Filtered cigarette butts are a blight all over the city. Smokers are often and rightly castigated for irresponsible and polluting misbehaviour.
Many smokers are oblivious to the nuisances they present in quenching their nicotine addictions. They flick away their butts with élan, like royalty dismissing commoners, and present the trash from their cravings for society to deal with—if at all.
Filter-tip cigarette butts are persistent and don’t decompose on anything close to a short-term cycle. They can remain in the environment for years. You see them everywhere.
Few smokers would pocket or properly dispose of their butts, barring anything less than a severe fine or some other incentive.

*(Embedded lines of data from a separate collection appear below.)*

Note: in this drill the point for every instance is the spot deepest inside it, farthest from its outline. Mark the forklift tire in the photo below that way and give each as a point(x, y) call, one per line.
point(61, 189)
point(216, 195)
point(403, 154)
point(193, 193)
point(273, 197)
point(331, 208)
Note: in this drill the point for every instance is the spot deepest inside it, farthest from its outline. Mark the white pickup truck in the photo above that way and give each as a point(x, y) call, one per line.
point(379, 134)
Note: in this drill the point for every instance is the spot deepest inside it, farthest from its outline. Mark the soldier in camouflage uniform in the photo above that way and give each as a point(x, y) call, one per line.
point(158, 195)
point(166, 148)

The same is also true of the packages in which their nicotine-addiction devices are sold.
Since smokers are unlikely to ever police their own butts, it behooves us to think of another solution.

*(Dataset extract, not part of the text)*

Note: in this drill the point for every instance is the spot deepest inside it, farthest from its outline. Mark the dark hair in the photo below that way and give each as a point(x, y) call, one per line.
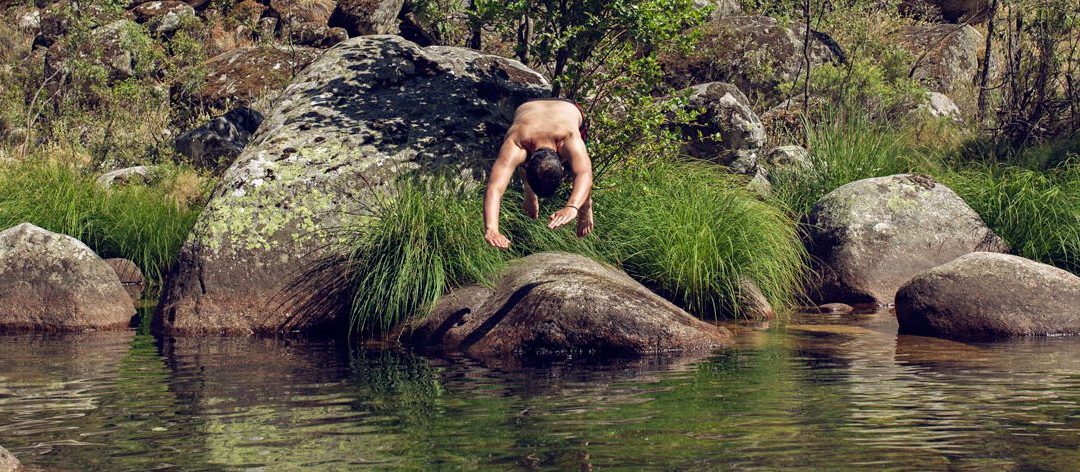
point(543, 171)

Fortunately, there is a model that would work with cigarette filter-tip butts and packages.
It’s the LCBO model.
I propose that Ontario (and, for that matter, all provinces) establish a refundable deposit both on cigarette packages and filter tips.
The actual tobacco-and-paper portion of a cigarette isn’t a problem since it biodegrades.

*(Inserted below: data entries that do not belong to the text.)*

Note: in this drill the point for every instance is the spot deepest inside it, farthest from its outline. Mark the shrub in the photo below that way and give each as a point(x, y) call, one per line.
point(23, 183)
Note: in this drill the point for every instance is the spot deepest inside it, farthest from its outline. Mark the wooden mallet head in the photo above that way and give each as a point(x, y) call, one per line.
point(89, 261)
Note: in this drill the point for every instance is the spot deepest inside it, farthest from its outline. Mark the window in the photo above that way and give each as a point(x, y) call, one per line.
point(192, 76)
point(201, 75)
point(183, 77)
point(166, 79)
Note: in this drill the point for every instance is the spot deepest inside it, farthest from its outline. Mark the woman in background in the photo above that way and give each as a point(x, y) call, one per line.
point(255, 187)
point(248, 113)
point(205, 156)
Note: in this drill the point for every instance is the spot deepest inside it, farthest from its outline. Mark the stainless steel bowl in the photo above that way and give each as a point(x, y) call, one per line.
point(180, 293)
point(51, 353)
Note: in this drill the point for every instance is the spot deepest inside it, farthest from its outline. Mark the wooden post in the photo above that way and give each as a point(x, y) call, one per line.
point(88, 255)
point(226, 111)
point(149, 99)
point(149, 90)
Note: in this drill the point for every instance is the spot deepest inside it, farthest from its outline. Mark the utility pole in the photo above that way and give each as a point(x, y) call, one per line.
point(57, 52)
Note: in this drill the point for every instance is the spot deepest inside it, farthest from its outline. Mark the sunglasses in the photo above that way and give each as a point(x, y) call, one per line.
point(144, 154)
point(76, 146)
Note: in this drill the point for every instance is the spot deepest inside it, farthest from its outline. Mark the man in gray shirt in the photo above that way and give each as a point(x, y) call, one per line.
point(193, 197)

But packages and filter tips can and do stick around for years. A 25¢ deposit on the cigarette package would be reasonable.
So if a cigarette filter has a 5¢ refundable deposit, that will inspire the same individuals who collect and redeem beer, wine and liquor bottles to include policing cigarette butts and packages.
They should be redeemable at any store that sells cigarettes or cigars. And possibly also redeemable at LCBO locations.
Cigars, unless they have a plastic bit or filter tip, aren’t a problem since they, too, biodegrade. Add another nickel deposit for a plastic cigar tip.